Better handling of `treated` input in `RegressionDiscontinuity`
When doing regression discontinuity analysis, eg.
result = cp.RegressionDiscontinuity(
df,
formula="y ~ 1 + x + treated + x:treated",
model=cp.pymc_models.LinearRegression(sample_kwargs={"random_seed": seed}),
treatment_threshold=0.5,
)
it looks like treated has to be of type bool. A mysterious error arises if it is instead 0's and 1's coded as int's.
- [ ] Add an extra data validation step
- [ ] Add a test to check that we get an exception if we provide
ints
I'd like to solve this. Can you provide a code snippet and error message? Please include definition of the df, and in particular the treated column
Hi @inhandan. Here's a MWE to reproduce the bug:
import causalpy as cp
import pandas as pd
import numpy as np
seed = 42
threshold = 0.5
x = np.random.uniform(0, 1, 100)
treated = np.where(x > threshold, 1, 0) # dtype is int
y = 2 * x + treated + np.random.normal(0, 1, 100)
df = pd.DataFrame({'x': x, 'treated': treated, 'y': y})
assert df["treated"].dtype == "int64"
result = cp.RegressionDiscontinuity(
df,
formula="y ~ 1 + x + treated + x:treated",
model=cp.pymc_models.LinearRegression(sample_kwargs={"random_seed": seed}),
treatment_threshold=threshold,
)
But the bug disappears if we set treated as categorical (df["treated"] = pd.Categorical(df["treated"])) or bool (df["treated"] = df["treated"].astype(bool))

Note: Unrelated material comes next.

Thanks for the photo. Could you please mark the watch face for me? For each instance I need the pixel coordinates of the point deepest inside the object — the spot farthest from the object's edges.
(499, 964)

I guess the best option is to throw a warning if treated is not categorical or boolean. That puts the onus on the user to ensure the data is being entered correctly. This would probably also be safer and less error prone that trying to coerce treated to categorical or int.
@inhandan have you made any progress with this issue?